His presence enveloped me, stealing the air and leaving it dry, demanding that I try to reclaim it.

At one point in time, that had been enticing to me — the back and forth between us, the fight for who was really in command.

Even now, a part of me still responded to it, still clung to it, and as he brought himself inches from my face, his light cologne filling my nostrils.

“You don’t want that,” he said, that thickness back in his voice. I could feel the depth of it in my chest and in my stomach, but somehow, I doubted it was loud enough to even make it through the door. “You’ve made that irrevocably clear.”

I swallowed. He wasn’t wrong, and I almost wished I hadn’t said how much I enjoyed it here.

It gave him power over me — gave him the power to hold my employment above me and dangle it like a cat toy, too tempting to ignore but with the possibility of it disappearing the moment he decided my presence wasn’t worth the effort.

I didn’t know what to do. Didn’t know how to handle him like I used to, and in my flailing, I found my tried and true get-out.

“I need to go home,” I said, the warble in my voice only slightly noticeable.

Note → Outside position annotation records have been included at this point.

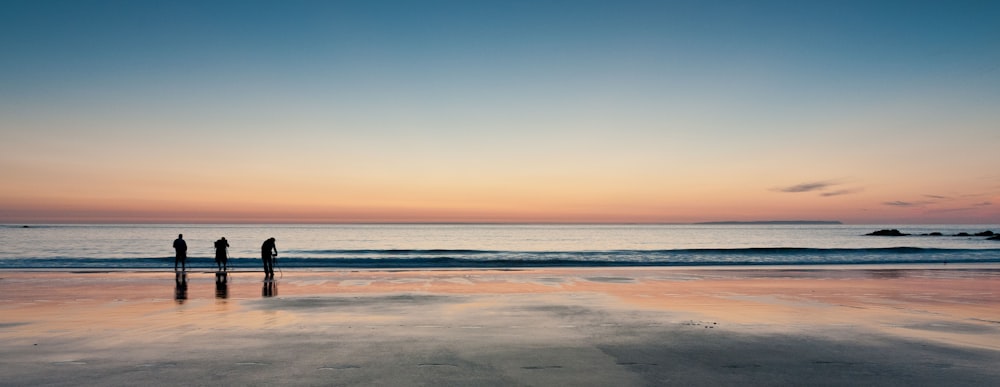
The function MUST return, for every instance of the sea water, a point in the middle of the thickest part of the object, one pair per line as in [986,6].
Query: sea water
[109,246]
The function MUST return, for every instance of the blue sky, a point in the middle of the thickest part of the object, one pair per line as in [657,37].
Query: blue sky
[666,101]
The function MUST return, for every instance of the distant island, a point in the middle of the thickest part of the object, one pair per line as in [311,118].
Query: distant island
[778,222]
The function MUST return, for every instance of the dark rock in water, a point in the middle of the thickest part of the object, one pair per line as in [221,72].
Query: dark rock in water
[893,232]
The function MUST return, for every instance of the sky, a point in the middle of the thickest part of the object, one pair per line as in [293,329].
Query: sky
[866,112]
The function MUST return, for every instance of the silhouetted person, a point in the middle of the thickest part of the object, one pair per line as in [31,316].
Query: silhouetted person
[222,285]
[181,247]
[270,289]
[221,255]
[180,287]
[268,252]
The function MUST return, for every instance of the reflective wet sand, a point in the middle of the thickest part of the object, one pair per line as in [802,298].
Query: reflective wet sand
[906,325]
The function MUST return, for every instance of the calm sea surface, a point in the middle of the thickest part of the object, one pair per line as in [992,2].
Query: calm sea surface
[416,246]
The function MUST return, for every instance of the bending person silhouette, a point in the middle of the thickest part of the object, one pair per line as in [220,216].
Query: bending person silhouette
[221,255]
[268,252]
[181,248]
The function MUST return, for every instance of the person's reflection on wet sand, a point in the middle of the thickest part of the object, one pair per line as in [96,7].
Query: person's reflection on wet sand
[270,289]
[180,287]
[222,285]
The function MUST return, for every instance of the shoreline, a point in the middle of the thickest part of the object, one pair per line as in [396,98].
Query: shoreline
[876,325]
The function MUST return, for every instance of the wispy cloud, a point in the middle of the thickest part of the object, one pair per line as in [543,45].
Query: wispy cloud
[824,188]
[807,187]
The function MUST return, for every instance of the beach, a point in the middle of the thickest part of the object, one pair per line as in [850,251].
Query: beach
[768,325]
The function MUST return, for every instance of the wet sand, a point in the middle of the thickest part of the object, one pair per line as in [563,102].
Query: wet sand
[853,325]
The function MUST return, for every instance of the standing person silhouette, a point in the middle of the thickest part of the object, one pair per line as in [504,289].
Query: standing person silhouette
[268,252]
[181,248]
[221,256]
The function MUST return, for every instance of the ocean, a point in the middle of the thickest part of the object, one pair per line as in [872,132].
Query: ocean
[143,246]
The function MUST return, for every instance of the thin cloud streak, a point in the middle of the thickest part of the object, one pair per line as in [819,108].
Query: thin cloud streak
[807,187]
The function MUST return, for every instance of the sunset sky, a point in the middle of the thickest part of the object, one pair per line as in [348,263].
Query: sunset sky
[499,111]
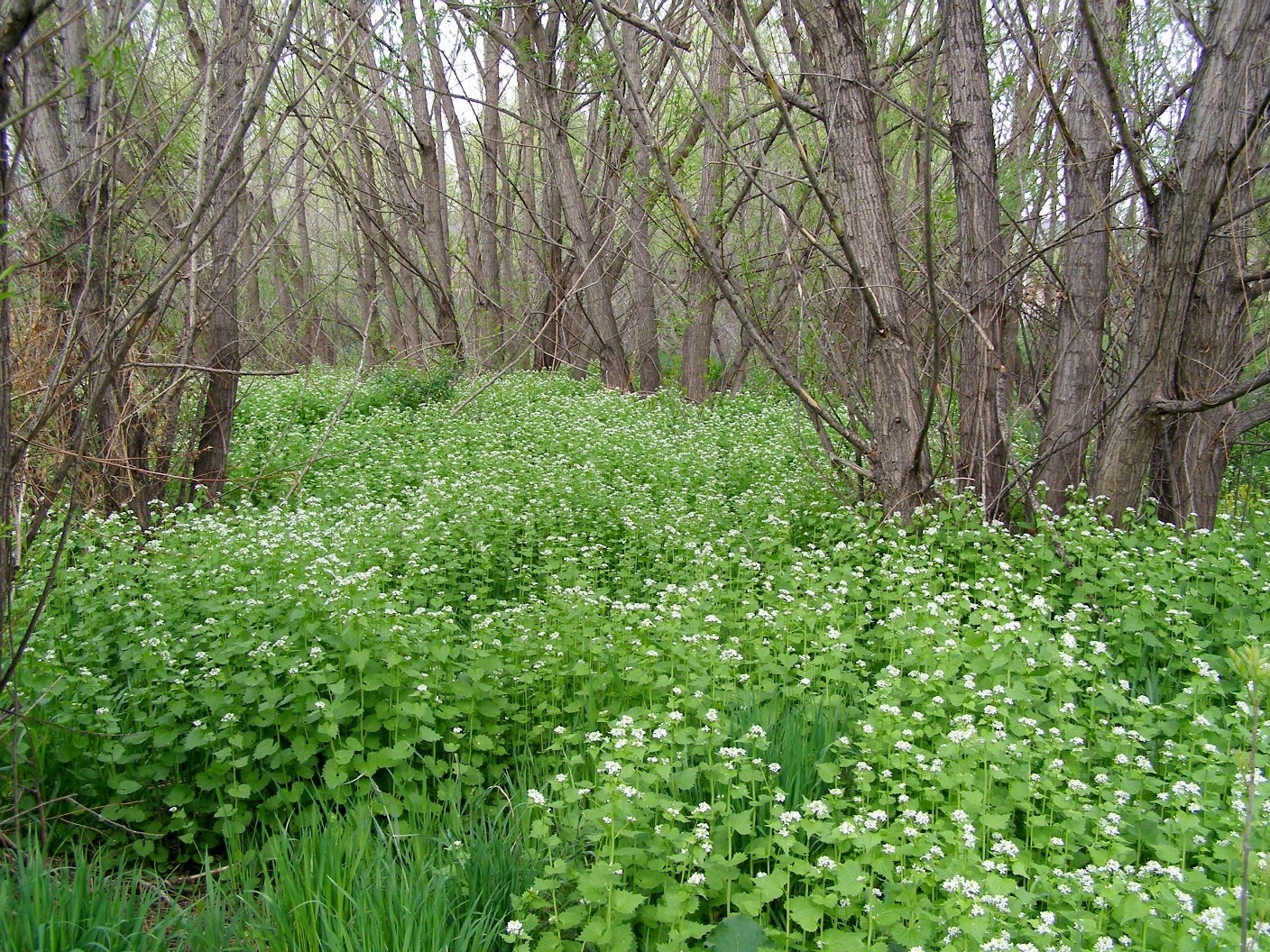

The moment after I started my sentence, I realized that I couldn’t finish it — I couldn’t use that excuse, no matter how true it was.

I couldn't tell him why I had to go home or who was waiting for me there. Shit. “It’s late.” Please let that be enough.

His eyes flicked between mine, studying me, watching every minute movement I made. “Fine,” he smirked. “But know this… " He moved his face an inch away from mine. "I won’t let you go this time, Dana.”